A 50th Anniversary
/I posted about my parents’ 70th anniversary back in December; now I am celebrating my own 50th wedding anniversary with my husband. The anniversary prompts me to think about those 50 years of shared life from different perspectives.
Our external focus shifted through the years:
For the first 10 years, we were completing our education – a PhD for him, a masters for me. I was working full time during those years…not thinking about computer science as a career for the first 5 years but gradually realizing that I liked the work too much to switch fields. From the beginning he seemed to have a clearer idea of what he wanted to do. We were the first in both our families to go beyond an undergraduate degree.
We moved to the east coast for my husband’s work; it was a great career move for me too. We were both focused on our careers for about 5 years.
Then we decided to have a child and took the precautions needed for a successful pregnancy in our mid-30s. We thought we were prepared when our daughter was born but quickly realized that there was a learning curve that was just beginning. Between the two of us we successfully juggled parenting and careers…until she went off to college 20 years later.
There were 5 years of career focus with occasional bursts of activity to help my daughter move out of the dorm into an apartment, get to an internship, or move for graduate school. The internship and graduate school were more than halfway across the US!
10 years ago - I retired and my husband started a ramp down from his career that continued for several years.
We’ve lived in several states over the 50 years: Texas for 10, Virginia for 3, Maryland for 36.5, Missouri for .5 years. The two long haul moves (from Texas to Virginia and from Maryland to Missouri) were quite different. We had a lot more household items to move the second time, the technology of finding a new house/selling our old one had improved dramatically, and we were able to buy our current house rather than get a mortgage.
Our shared interests have evolved over the years.
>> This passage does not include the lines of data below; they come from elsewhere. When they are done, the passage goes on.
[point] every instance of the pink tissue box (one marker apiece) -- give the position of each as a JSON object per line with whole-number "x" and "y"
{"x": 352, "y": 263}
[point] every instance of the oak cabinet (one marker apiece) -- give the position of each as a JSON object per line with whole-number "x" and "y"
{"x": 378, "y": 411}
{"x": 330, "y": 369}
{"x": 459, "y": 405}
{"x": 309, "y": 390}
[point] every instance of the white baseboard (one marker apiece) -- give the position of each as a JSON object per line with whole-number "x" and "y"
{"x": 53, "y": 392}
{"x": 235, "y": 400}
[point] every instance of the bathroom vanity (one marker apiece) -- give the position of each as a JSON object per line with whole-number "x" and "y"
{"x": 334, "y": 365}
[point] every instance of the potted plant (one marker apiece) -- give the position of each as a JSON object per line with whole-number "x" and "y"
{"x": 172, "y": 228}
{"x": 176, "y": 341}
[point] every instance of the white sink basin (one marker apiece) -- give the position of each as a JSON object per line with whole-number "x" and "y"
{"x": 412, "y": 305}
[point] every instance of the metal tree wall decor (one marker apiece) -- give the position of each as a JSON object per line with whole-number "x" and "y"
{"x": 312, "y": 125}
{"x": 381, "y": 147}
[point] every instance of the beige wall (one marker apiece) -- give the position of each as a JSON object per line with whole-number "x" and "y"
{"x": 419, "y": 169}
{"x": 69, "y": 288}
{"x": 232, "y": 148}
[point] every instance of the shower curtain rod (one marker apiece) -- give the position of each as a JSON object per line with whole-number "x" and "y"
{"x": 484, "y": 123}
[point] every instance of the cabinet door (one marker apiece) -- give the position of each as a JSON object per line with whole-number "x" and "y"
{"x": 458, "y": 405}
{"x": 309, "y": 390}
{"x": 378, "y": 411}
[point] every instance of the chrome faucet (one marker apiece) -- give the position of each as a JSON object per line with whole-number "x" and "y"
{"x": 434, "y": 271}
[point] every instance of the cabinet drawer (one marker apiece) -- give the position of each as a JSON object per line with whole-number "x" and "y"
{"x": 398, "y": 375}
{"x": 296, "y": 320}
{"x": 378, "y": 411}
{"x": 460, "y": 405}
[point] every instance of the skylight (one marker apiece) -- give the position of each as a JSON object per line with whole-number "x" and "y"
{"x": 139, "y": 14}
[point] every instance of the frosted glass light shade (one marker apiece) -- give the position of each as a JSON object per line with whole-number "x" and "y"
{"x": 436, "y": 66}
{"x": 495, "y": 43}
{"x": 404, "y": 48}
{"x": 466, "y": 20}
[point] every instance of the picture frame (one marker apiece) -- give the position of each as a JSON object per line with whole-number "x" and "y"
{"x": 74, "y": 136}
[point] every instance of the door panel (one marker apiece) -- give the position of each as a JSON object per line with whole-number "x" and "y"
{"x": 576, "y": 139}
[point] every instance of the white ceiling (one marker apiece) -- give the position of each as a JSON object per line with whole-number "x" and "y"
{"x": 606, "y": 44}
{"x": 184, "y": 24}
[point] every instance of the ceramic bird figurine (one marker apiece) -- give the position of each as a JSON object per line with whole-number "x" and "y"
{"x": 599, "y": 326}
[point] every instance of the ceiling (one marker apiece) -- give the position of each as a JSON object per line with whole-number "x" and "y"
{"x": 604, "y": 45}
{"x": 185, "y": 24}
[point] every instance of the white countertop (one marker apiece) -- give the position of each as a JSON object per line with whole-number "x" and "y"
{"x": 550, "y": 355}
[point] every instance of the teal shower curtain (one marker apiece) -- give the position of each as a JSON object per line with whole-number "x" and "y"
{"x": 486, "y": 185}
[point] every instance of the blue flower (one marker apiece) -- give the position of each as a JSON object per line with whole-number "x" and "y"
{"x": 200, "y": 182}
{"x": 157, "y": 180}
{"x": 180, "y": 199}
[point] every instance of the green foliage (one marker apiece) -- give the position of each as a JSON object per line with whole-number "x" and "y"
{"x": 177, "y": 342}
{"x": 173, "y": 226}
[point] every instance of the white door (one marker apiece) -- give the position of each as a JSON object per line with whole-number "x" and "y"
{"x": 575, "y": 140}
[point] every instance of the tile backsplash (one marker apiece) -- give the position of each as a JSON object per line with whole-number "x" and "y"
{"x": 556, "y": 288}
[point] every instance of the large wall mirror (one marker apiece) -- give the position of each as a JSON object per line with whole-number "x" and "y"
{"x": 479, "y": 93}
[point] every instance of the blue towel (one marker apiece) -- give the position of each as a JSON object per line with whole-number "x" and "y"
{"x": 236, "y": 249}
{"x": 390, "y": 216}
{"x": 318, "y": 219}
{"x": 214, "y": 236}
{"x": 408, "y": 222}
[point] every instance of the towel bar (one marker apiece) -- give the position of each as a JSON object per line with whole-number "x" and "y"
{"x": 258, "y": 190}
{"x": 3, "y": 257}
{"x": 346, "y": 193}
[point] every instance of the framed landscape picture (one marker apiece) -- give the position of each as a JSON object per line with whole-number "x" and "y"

Photography. My husband was the one that enjoyed photography from the beginning….doing his own black/white and color developing (and printing too). I remember in our first house when one of the developing chemicals was not diluted enough when he poured it down the kitchen sink and it dissolved the disposal flaps! We have a lot of negatives and slides from those pre-digital years. The transition to digital happened about the time our daughter was old enough to start taking pictures. My interest in photography picked up a little when my daughter was born but ramped up dramatically once I retired.
Travel. From the very beginning we’ve both enjoyed day trips and vacations to outdoor destinations: gardens, state parks, and national parks. In the beginning, we economized by car/tent camping and not eating out. By the time we moved to Virginia we could afford flying, staying in hotels, and eating out although the road trip still dominated our vacations. When my daughter was born, we shifted our accommodations to ones that had a small kitchen to accommodate her food requirements/preferences. Some of our travel was associated with either my career or my husband’s…so that part of the travel was paid for as part of our work. After she got older and as we travelled more on our own, we enjoyed short term house rentals. For a few years before the COVID-19 pandemic, my husband and I used birding festivals as a focus for our travels.
Astronomy. My husband was interested in astronomy before I knew him. One of our early dates included a lunar eclipse at the local astronomy club’s observatory. In the early years of our marriage, we participated in grazing occultations (stars and the mountains of the moon); my role was to help him get the telescope set up as quickly as possible in the assigned location so he could take the measurements. Later I used the cast iron telescope mount to add weight in the back of my rear-wheel drive car – to give it more traction on snowy days in Virginia. His astronomy activity ebbed although he did replace his telescope; we (daughter included) observed the sunrise in 2000…our celebration of the new millennium. Once he retired, he became active the local astronomy club in Maryland and we both camped on the field for a star party at a dark sky site in Virginia several times; he liked the dark sky (and being able to call it a night whenever he got tired) and I enjoyed being outdoors, hiking during the day.
A lot has happened in 50 years and we’re both realizing how fortunate we are that the big decision we made all those years ago was a good one for both of us!